Maury Pasquier Liliane · Ständerat · 2012-06-01
Maury Pasquier Liliane · Ständerat · Genf · Sozialdemokratische Fraktion · 2012-06-01
Wortprotokoll
La prévention en matière de santé n'est pas une dépense, mais un investissement. C'est un investissement rentable, même, sur trois plans distincts. Sur le plan financier d'abord: encourager la population à développer des comportements permettant de conserver la santé diminue nettement les coûts des traitements qui auraient dû être dispensés. Sur le plan du marché du travail: les maladies chroniques induisent des pertes de productivité en raison d'absences prolongées, d'invalidités ou de décès. Je pense ici aux maladies comme le diabète, les maladies cardio-vasculaires et les problèmes de santé mentale ou le cancer. Les coûts seraient quatre fois supérieurs aux coûts de traitement et de prévention, selon une étude effectuée en 2008. Sur le plan humain, enfin - si j'ose dire, puisque, en fait, ce serait plutôt à mon sens prioritaire -, investir dans la prévention permet de diminuer les pathologies et les décès prématurés et le lot de souffrances qui les accompagne.
Investissement signifie anticipation. C'est bien en amont que doit se faire la prévention, avant qu'un accident ne survienne, avant que les premiers symptômes des maladies ne se déclarent. La nouvelle loi permettrait par exemple d'introduire des mesures de détection de maladies non transmissibles ou psychiques très répandues ou particulièrement dangereuses, une lacune de la législation actuelle. Cet exercice délicat doit de plus être répété à plusieurs reprises pour toucher le plus large spectre possible de la population et diminuer le plus possible les inégalités face aux problèmes de santé.

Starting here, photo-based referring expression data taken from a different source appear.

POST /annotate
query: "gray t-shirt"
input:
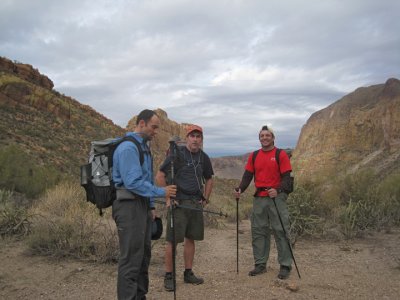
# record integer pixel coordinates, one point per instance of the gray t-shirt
(190, 170)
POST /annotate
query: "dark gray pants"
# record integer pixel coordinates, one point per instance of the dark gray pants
(264, 218)
(133, 219)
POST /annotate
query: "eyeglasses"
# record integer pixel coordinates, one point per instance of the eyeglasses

Soyons clairs, nous parlons ici de nous assurer que chaque personne dispose de l'information et des compétences suffisantes pour pouvoir, en son âme et conscience, exercer sa responsabilité individuelle en matière de santé. Il ne s'agit pas de contrôles, mais d'incitations.
La prévention est aujourd'hui une composante importante des différentes politiques de santé des cantons que nous représentons au sein de cette assemblée. Elle est également exercée par divers organismes privés. Cette addition d'initiatives a abouti à des résultats encourageants. La prévention est pourtant confrontée aujourd'hui à ses limites en termes de coordination. Priver de base légale ces différentes initiatives, c'est mettre une croix sur l'efficacité, mise à mal par des doublons ou des contradictions entre les programmes.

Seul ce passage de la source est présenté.